昨日「人を殺してみたかった」という理由でお婆さんを殺した女子大生が逮捕されたように、犯罪行為や非道徳的な行為が大好きな人間というのはヤンキーに限らず社会の中には必ず発生する。イスラム国の存在や参加方法を彼らに知らしめることは、社会を不安定にする手段を彼らに与えるようなものだろう。 現に欧米諸国では、イスラム国の主張に賛同した大勢の10代の少年少女が刺激を求めてイスラム国へと馳せ参じて問題となっている。

だから騒ぐべきではない、と思うのだが、別の意見もあるのは確かだ。逆に騒がなければ、現在監禁中の後藤氏の利用価値がなくなったとみなしたイスラム国が、今すぐにでも後藤氏を殺すかもしれない。邪魔な人質をいつまでも生かしておくことは移動の妨げにもなり、証拠にもなるのでリスキーだからだ。私達が騒ぐことで、後藤氏の生命を保証するという意味合いがあるかもしれない。

報道しない、騒がないデメリットはまだある。彼らの行為を知らないと、彼らの跳梁跋扈を許して被害を拡大する可能性もある。
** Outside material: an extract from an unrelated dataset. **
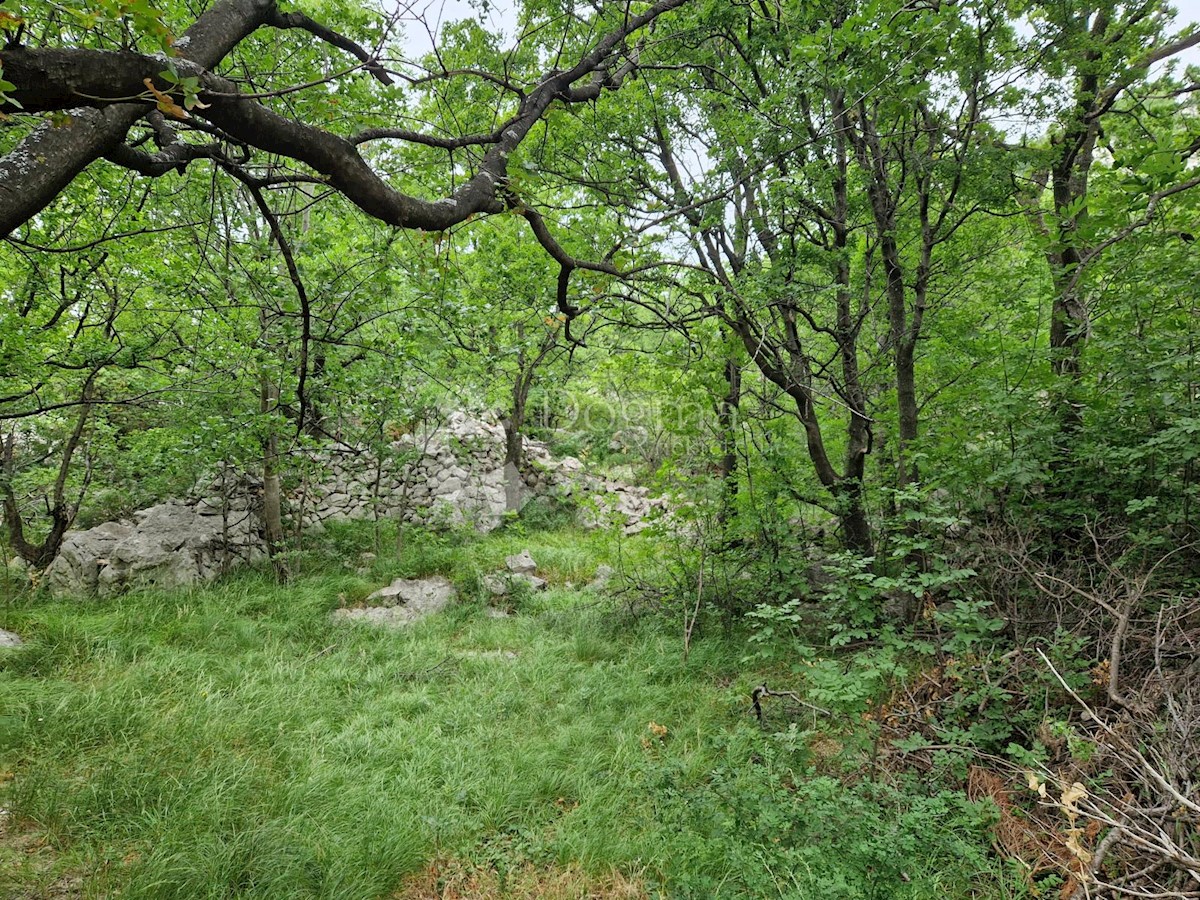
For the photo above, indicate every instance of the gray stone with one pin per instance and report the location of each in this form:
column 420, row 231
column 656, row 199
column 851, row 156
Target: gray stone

私は昨年8月頃にこのブログで、彼らの残虐行為を撮影した動画を紹介した。あの場所ではこんなひどいことが行われていると、注意をうながす意味合いだからだが、そのときにはほとんど注目もされなかった。対岸の火事だからだろう。

中東の情勢はそれでも比較的知られているが、中南米も今、ひどい状態になっているのを知らない人が多い。中南米では麻薬が騒動の主原因だ。中東の宗教と中南米の麻薬(どちらも麻薬であると言えないこともないが)、この二つが現在世界で猛威をふるっていることを日本人はあまりに知らない。今回の件をもとに彼らの実態を広くしらしめる必要性は確かにある。


騒ぐメリットとデメリットを秤にかけて、行動することは難しいが、私は現段階では騒ぐ方がデメリットの方が大きいと思うので、これ以上書かない。

嫌がらせや脅迫を行なう組織へ、戦争等の積極的抵抗ができないならば、せめて消極的抵抗をおこなうべきだろう。それには無視をして、平然とした態度を見せ、彼らにおもねらず、あとは専門家にまかせて応援をする、というのが考えうる最善策だと思う。

実際、キルギスで起こった日本人誘拐事件では、その方法でうまくいき、日本人の解放につながっている。

ただ今回の事件では、マスコミは連日大騒ぎをして見せたけれども、ネット上では冷静な言論が飛び交い、これを政府攻撃に利用しようとした人々に対しては大きな反発が巻き起こるなど、日本人は総じてうまく対応しているように思う。

次に私達にできることは、その周辺諸国に早急に安定をもたらしてイスラム国を日干しにするよう地道な取り組むくらいだろうか。

目の前で苦しんでいる人がいるのに、何も出来ないのはつらい。だが、出来ないことに躍起になれば苦しむだけだ。今は我慢に耐えるべきだと、思う。